On the way to her house Harry stopped in to a fruit market to buy a bag of cashews—an unheard of extravagance these days and her mother’s favourite.
“That should keep her happy,” he said, and although Irene didn’t like the inference that her mother could be so easily bought, it seemed he was right, for Margaret was delighted with the offering and told them she didn’t mind being left home.
“But I must say, young man, you should have the common courtesy to give a girl a bit of notice when you ask her out on a date, don’t you think?”
“It’s just a show I wanted to see, Mrs. MacNeil. Thought Irene might enjoy it.”
“You took a risk. After all, Irene could very well have had other plans.”
“Is that right?” said Harry, grinning.
“Yes, it is,” she said, looking at him with a sharp eye.
“Guess I would have been out of luck, then, wouldn’t I?”
“Oh, come on,” said Irene. We’ll miss the newsreel.”
“Have a good time, you two.”
“I won’t be late.”
“Good night, Mrs. MacNeil,” said Harry, who clicked his heels, took the older woman’s hand and bent to kiss it.
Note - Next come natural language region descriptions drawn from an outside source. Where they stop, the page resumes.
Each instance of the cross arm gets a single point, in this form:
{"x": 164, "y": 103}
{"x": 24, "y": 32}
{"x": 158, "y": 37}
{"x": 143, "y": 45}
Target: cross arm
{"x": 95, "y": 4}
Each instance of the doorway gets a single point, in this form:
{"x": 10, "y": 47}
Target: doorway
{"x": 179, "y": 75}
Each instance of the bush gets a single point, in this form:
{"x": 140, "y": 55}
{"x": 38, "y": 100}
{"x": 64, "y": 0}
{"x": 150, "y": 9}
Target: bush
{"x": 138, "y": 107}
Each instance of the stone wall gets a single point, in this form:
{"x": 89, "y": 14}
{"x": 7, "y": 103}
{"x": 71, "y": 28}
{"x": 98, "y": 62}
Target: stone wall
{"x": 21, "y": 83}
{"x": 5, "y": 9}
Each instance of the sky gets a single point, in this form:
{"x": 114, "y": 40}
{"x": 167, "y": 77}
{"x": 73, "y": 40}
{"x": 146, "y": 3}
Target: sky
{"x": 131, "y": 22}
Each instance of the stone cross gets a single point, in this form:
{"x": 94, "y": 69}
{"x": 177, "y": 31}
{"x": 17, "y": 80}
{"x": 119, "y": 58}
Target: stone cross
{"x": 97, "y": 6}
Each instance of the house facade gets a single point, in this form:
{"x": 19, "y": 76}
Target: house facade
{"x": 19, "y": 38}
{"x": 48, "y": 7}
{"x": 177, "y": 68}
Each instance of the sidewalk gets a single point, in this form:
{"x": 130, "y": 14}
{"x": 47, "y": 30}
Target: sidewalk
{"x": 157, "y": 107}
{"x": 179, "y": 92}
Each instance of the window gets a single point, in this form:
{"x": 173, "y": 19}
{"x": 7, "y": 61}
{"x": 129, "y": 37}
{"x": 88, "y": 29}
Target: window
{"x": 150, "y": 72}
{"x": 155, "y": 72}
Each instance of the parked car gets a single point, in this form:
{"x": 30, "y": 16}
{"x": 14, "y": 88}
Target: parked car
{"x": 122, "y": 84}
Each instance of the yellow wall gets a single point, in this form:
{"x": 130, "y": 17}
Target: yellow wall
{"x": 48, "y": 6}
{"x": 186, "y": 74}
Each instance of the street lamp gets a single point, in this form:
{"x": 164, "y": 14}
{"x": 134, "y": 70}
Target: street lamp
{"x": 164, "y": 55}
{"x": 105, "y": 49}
She slapped his hand away and blushed. “Don’t be a fool! Go on, out with you both,” she said and closed the door. Going to the window, she rubbed the feeling of his lips off the back of her hand. Margaret watched as Irene leaned toward Harry and repeatedly glanced up at him. She noted, too, the way Harry slouched along, his hands in his pockets, his gaze looking every which way but at Irene.
“He’s a rascal, that one,” she said aloud. He was just the kind of boy she’d have fallen for herself in her youth. They were two of a kind, she and her daughter—same sad and sorry taste in men. Why, they were just like those Siamese twins from China, what were their names? Eng and Chang. And hadn’t they married sisters? Imagine what must go on in their house when the lights were turned down low! But the similarity between them didn’t mean Irene had to make the same mistakes her mother had, not if she could help it.